Les principes fondamentaux du déploiement bleu-vert
#1. Deux environnements rigoureusement identiques
La mise en œuvre d’un déploiement bleu-vert exige la création de deux environnements qui soient des répliques parfaites l’un de l’autre, tant du point de vue des données que des processus. L’un est l’environnement actif (bleu), tandis que l’autre est l’environnement inactif (vert).
L’environnement bleu est celui où les utilisateurs de production effectuent leurs tâches quotidiennes. L’environnement vert, bien que constamment synchronisé avec le bleu, sert de terrain d’essai où les équipes de test exécutent leurs cas de test.
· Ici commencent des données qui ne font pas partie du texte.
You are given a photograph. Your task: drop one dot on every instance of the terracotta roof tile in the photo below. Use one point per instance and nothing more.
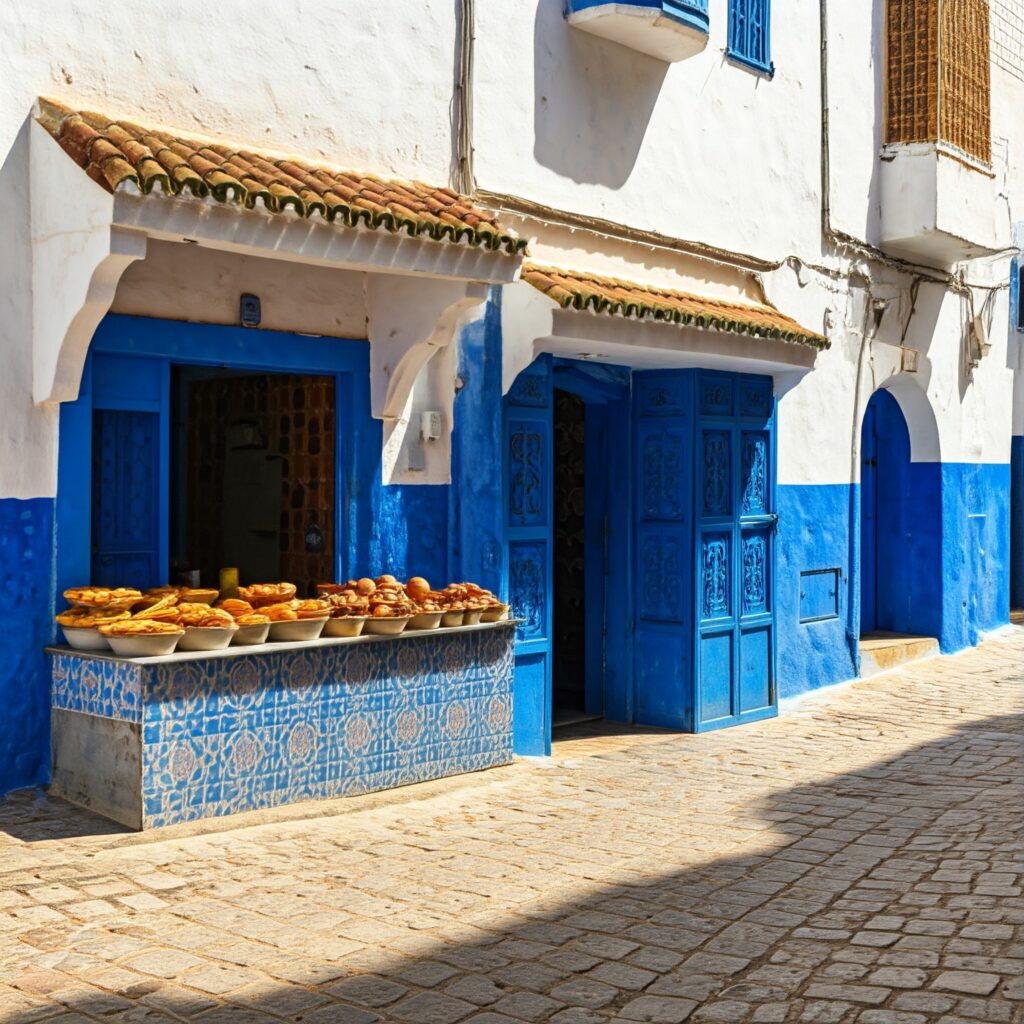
(625, 298)
(115, 152)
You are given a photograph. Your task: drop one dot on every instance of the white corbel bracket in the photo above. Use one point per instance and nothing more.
(411, 325)
(78, 257)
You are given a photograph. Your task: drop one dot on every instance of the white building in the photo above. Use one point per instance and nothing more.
(762, 337)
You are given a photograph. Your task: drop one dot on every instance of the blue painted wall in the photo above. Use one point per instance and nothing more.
(26, 568)
(476, 515)
(950, 546)
(975, 551)
(1017, 522)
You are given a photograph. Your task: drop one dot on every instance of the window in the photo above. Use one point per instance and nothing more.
(938, 75)
(750, 34)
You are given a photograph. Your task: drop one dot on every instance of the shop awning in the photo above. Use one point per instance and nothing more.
(118, 154)
(578, 290)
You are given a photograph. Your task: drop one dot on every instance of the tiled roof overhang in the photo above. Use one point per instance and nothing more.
(607, 295)
(115, 153)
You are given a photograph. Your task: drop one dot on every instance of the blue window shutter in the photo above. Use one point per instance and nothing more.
(750, 34)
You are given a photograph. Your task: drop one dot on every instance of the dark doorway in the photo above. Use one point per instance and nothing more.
(253, 475)
(569, 656)
(900, 528)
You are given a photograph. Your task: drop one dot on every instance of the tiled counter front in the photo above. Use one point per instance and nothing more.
(156, 741)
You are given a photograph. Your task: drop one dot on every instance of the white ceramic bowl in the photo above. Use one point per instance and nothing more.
(248, 635)
(297, 629)
(426, 621)
(85, 638)
(495, 614)
(344, 626)
(145, 645)
(207, 637)
(386, 626)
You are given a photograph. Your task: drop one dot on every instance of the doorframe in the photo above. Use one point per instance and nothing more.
(608, 637)
(606, 513)
(167, 343)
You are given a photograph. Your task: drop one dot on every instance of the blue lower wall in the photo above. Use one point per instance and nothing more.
(813, 535)
(945, 547)
(26, 627)
(1017, 521)
(975, 551)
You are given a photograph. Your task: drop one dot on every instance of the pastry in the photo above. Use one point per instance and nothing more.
(101, 597)
(283, 612)
(204, 616)
(267, 593)
(252, 619)
(162, 608)
(237, 607)
(84, 619)
(139, 627)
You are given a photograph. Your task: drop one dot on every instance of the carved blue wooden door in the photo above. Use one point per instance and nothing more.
(734, 550)
(125, 499)
(528, 522)
(130, 453)
(664, 511)
(868, 519)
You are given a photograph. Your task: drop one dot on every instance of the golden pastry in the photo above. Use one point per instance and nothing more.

Bien qu’il ne s’agisse pas d’un environnement de production direct, les tests sont menés dans des conditions réelles puisque l’environnement est une copie fidèle de celui de production.
#2. Le basculement du trafic
Après validation de la nouvelle version du logiciel, le trafic est redirigé de l’environnement actif vers l’environnement inactif, qui devient à son tour le nouvel environnement actif.
La transition est instantanée, marquant la fin du déploiement. Aucune interruption de service n’est à déplorer. Les utilisateurs ne sont pas tenus d’effectuer la moindre action pour accéder au nouvel environnement ; ils sont automatiquement redirigés, simultanément.
Source: aws.amazon.com
#3. La restauration rapide
La possibilité de basculer rapidement le trafic entre les environnements permet également une restauration rapide en cas de problème. Cela assure un temps d’arrêt minimal et garantit la haute disponibilité de l’application.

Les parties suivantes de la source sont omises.